Birch-san commented 11 months ago

that's nice to know 🙂 like a lot of Flash developers: I moreorless had to stop making games when Adobe and Apple killed Flash. tried a bit to make Web games, but the authoring tools just weren't good enough. I mostly like making games with complex engines or with concepts people haven't seen before. but the addictive nature of the games back then has evolved into a bit of a social problem now. if I make a game again: I will need to find a concept that respects the user's attention and time.

I saw your blog post today. nice analysis!

it's worth knowing that the SD and SDXL scaling_factor (0.18215 and 0.13025 respectively) are kinda… wrong. multiplying latents by this value will not give you a good approximation of a standard Gaussian. what's actually needed is a per-channel scale-and-shift.

OpenAI noticed this, although they computed the scale-and-shift a bit awkwardly (they scale it first the wonky way then compensate).

This will have made it unnecessarily hard for SD to learn the latents. Perhaps it is in some part responsible for the yellow-bias you're seeing. but I have also heard that that's an aesthetic preference (apparently Android phones used a warm colour temperature for their screens at some point, because users prefer warm images, presumably skin tones).

collaborators and myself have measured the true scale-and-shift of SDXL latents, and it is dataset dependent. oxford-flowers has a different distribution to imagenet-1k.

it is interesting to see the theory that channel 3 may be taking more of the responsibility of encoding structure than the other channels. some of the clues here may be useful for deciding how to approach dynamic thresholding.

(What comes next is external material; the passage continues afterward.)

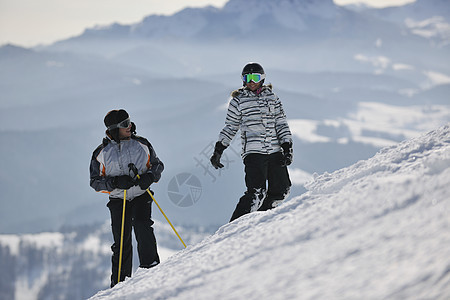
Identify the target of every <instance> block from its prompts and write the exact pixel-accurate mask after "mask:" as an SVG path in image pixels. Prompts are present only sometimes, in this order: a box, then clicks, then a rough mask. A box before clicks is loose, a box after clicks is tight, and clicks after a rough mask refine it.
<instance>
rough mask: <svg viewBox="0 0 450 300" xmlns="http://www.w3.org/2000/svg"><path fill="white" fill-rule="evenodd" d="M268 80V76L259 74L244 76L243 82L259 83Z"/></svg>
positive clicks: (242, 78)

During inference, the values in the tensor will begin at min < -30 and max > 30 and the min/max boundary at time of decoding is around -4 to 4. At higher guidance_scale the values will have a higher difference between min and max.

looking at min/max can attach too much important to outliers. you might be able to get more representative information about the ranges by looking at the per-channel 99%iles. this will still be image-dependent though (an image with a sky will be more invested in the cyan channel). you'll also want to see how it develops with each sampling step.

the center_tensor thing reminds me a bit of the "mean drift" I was investigating:
https://twitter.com/Birchlabs/status/1632539251890966529
I found that centering the denoised latents on their means on each sampling step, changed the colour temperature and added more high-frequency detail. maybe it influenced a channel responsible for texture. this biased the UNet into predicting more flowers/foliage.

regarding soft_clamp_tensor… I think it's hard to reason about thresholds, since what's normal in a noisy timestep can be abnormal in a low-noise timestep. but yes, I've tried setting per-channel boundaries in my attempts at dynamic thresholding, and it can help, but it's too much to configure and the boundaries will be image-dependent (like do you expect a sky to be present in the image).

overall, I think you've found something that's useful for interactively mastering images. changing colours whilst it's still latent does seem to help keep the colour choices globally coherent. it's interesting that it affects the structure of the image though. maybe need to wait for a later timestep before you start modifying latents.
good work!

Birch-san commented 11 months ago

yup, saw that; thanks. 🙂 Birchlabs is probably the best way to cite me (matches my Twitter and the website). all the ML stuff on Birchlabs is by me (Alex), but yes that has caused confusion before. Jamie mostly works on React Native / Nativescript stuff and software for studying Japanese. but the name dates back to when we made games together.

I'm not famliar with Z-score or DBSCAN.

looks fairly consistent (cooler colour temperature), but I think the white point isn't consistent; some images are so bright that I think they lose dynamic range.

yup, added you on Discord and on LinkedIn. I mainly use Discord; LinkedIn's messenger hasn't been reliable for me.